Does Transformer secretly take shortcuts when reasoning? Revealing the implicit reasoning limitations of large models

Written by
Clara Bennett
Updated on:July-11th-2025
Recommendation

In-depth exploration of the implicit reasoning mechanism of the Transformer model, revealing its limitations in multi-step reasoning tasks.

Core content:
1. Analysis of the reasoning ability of the Transformer model in natural language processing tasks
2. Comparison of efficiency and accuracy of implicit reasoning and explicit reasoning
3. The paper reveals the implicit reasoning limitations of the Transformer model that rely on data patterns

Yang Fangxian
Founder of 53AI/Most Valuable Expert of Tencent Cloud (TVP)

Today we are going to analyze a new paper from a team at Fudan University titled "Implicit Reasoning in Transformers is Reasoning through Shortcuts". This paper delves into the internal mechanisms of the Transformer model when performing multi-step mathematical reasoning, revealing that what we usually think of as reasoning ability is likely just a shortcut taken by the model when learning data patterns.

1. The “implicit” and “explicit” nature of Transformer’s reasoning capabilities

In recent years, with the rise of the Transformer architecture, large language models (LLMs) have demonstrated amazing capabilities in various natural language processing tasks, especially in complex reasoning. The introduction of Chain-of-Thought (CoT) greatly improves the performance of LLMs on multi-step reasoning tasks by allowing the model to explicitly generate intermediate reasoning steps, giving rise to a number of powerful reasoning models.

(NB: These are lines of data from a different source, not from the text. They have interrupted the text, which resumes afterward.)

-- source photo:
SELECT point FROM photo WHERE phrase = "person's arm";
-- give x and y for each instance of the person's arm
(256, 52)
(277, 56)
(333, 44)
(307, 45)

However, unlike this explicit reasoning , implicit reasoning  focuses more on whether the model can complete the reasoning process in its internal hidden state in the process of generating the final answer without generating additional intermediate steps. The advantage of implicit reasoning is higher reasoning efficiency because it requires generating fewer tokens . For example, directly inputting a math problem that requires multiple steps of calculation, and the model directly gives the answer, this is implicit reasoning.

So the question is, if implicit reasoning is so efficient, why is it often inferior to explicit reasoning in tasks that require advanced reasoning capabilities? This is exactly the core question that this paper attempts to answer. The researchers conducted a detailed analysis experiment on the GPT-2 model trained from scratch on a specific mathematical reasoning dataset, revealing the underlying mechanism of implicit reasoning in the Transformer model.

2. The “Shortcut Dependence” Nature of Implicit Reasoning

The main contribution of this paper is that, through in-depth analysis of the model's learning behavior under different data modes, it reveals that the Transformer model tends to perform implicit reasoning by learning "shortcuts" in the data, rather than true, general step-by-step reasoning capabilities. This core finding can be summarized in the following key points:

  1. "Seemingly" step-by-step reasoning in a fixed pattern : When the model is trained on fixed-pattern data, for example, all premises are arranged in the order of the actual steps of the calculation, the researchers found that the Transformer model is indeed able to perform step-by-step internal reasoning and achieve high accuracy in both in-domain and out-of-domain (longer reasoning steps) tests. Technical means such as activation patching also reveal that there is an information flow inside the model that gradually transmits intermediate calculation results. This seems to indicate that the model has implicit step-by-step reasoning capabilities.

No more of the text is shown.